In her discussion of the study, Khatri suggested that the ARAMIS results were what might have been expected.
"Dual
antiplatelet therapy is designed to prevent stroke. Even in the POINT
trial, dual antiplatelet therapy showed no effect on 90-day functional
outcome. It was really about prevention. The PRISMS trial suggested that
alteplase was also unlikely to improve 90-day functional outcome in
this population of patients with mild and not clearly disabling stroke.

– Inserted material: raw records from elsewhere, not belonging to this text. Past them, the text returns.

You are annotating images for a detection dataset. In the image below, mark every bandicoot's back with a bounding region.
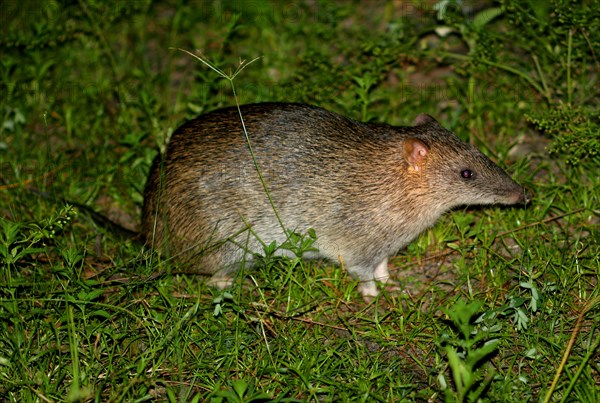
[142,103,525,296]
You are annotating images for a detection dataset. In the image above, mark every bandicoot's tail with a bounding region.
[26,187,143,241]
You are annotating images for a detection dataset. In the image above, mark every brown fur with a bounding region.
[142,103,526,297]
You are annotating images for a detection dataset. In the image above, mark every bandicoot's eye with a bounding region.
[460,169,473,179]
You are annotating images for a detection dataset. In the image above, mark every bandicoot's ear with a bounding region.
[404,137,429,171]
[414,113,439,126]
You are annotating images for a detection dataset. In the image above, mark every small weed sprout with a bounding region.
[438,301,499,402]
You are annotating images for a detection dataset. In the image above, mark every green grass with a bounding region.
[0,0,600,402]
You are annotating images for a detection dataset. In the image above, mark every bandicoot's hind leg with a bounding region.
[348,258,390,302]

So, it is not surprising that dual antiplatelet therapy was noninferior
to alteplase for 90-day functional outcome for both those reasons," she
explained.
"That being said, while
designed as a noninferiority study, it is interesting to note that
alteplase again showed no evidence of treatment effect compared to
antiplatelet therapy, affirming what was observed in the prematurely
terminated PRISMS trial," Khatri added.
In
a discussion of the study at an ISC 2023 highlights session, ISC
program chair Tudor Jovin, MD, Cooper Neurological Institute, Cherry
Hill, New Jersey, said: "This is very important data and it's actually
the first completed trial that examines this question."
But,
he added, "I think we need to refine our knowledge about what a
nondisabling stroke actually is. You could argue that every stroke is
disabling. I think we need more clarity on this definition, as in
practice, many clinicians still give tPA on account of these mild
strokes still being disabling."
The
ARAMIS trial was funded by the National Key R&D Program of China
and the Science and Technology Project Plan of Liao Ning Province.
Nguyen reports research support from Medtronic that was not related to
the current study.
International Stroke Conference (ISC) 2023: Abstract LB23. Presented February 10, 2023.